HomeScience & EnvironmentFlaco’s Crash Might Have Been More Than Bad Luck. Here’s Why.

Flaco’s Crash Might Have Been More Than Bad Luck. Here’s Why.

Flaco spent a year defying expectations, an owl born into captivity who quickly learned to hunt and fend for himself in the wilds of New York City. That ended on Friday when he flew into a building near Central Park. What went wrong?

Did he hit a window that he failed to perceive as glass, like hundreds of millions of birds across the United States each year? Or was he compromised in some way that impeded his ability to navigate New York’s concrete canyons?

A necropsy, to be performed by the Wildlife Conservation Society, will provide the most definitive answers. His initial examination, performed Friday by the Wild Bird Fund, a rescue group, showed a contusion on his chest and an impact to his right eye. He may have been dead by the time he hit the ground, said Rita McMahon, the group’s director. If not, the impact from the fall may have killed him.

But the examination also indicated that he was thin, possibly underweight.

“He wasn’t truly thriving,” Ms. McMahon said.

Poisoning by rodenticide, lead or even disease like avian flu could have all contributed to his death, she noted. Sluggish, poisoned rats make easy targets for birds of prey, which in turn ingest the poison.

Barry, the celebrity barred owl in Central Park who died after colliding with a car in 2021, was found to have high levels of rat poison in her system.

Pigeons, which Flaco had been seen hunting recently, can ingest high levels of lead while pecking around the city. Lead can accumulate in birds of prey, causing lack of coordination, weakness and other symptoms. Poisoned birds become more vulnerable to predation, trauma and other diseases, according to the Cornell Wildlife Health Lab.

Moreover, Flaco could have been infected with a highly pathogenic form of avian flu that has been wreaking havoc on birds and even some mammals around the world.

Preliminary gross findings from his necropsy by the Wildlife Conservation Society, which operates the Central Park Zoo, are expected as early as Saturday, a spokeswoman said. The results of testing on tissue samples are expected in coming weeks.

While Flaco was unique, having escaped from a zoo, birds of prey have been increasingly adapting to life in cities over the last few decades. New York is home to substantial breeding populations of red-tailed hawks, peregrine falcons, American kestrels and osprey, according to NYC Audubon.

Three species of owl live in the city’s parks. For a year, with Flaco, it had been four.

As Flaco’s legions of fans grieve his death, bird advocates hope the loss will jolt the public into making cities safer for birds.

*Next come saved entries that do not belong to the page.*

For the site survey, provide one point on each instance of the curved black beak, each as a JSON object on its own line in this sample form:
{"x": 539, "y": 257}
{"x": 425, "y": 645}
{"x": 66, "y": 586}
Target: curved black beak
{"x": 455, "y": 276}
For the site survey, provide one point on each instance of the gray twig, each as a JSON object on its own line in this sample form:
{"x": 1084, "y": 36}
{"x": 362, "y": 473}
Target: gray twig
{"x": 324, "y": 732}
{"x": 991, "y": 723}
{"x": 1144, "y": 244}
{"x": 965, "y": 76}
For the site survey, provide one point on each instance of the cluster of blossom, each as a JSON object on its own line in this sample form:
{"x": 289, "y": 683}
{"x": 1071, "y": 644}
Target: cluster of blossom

“We celebrate these creatures,” Ms. McMahon said, pointing not only to Flaco, but also to Barry the barred owl and a bald eagle named Rover that reportedly died a few days ago. “In essence, they probably will all die from human interference, from things we’ve done.”

Bird-friendly glass, turning off lights at night and avoiding the use of anticoagulant rodenticide can all help, experts emphasize. To protect smaller birds, keep cats inside.

“That’s the one good thing that can happen,” Ms. McMahon said. “Often you have to lose something to care about it.”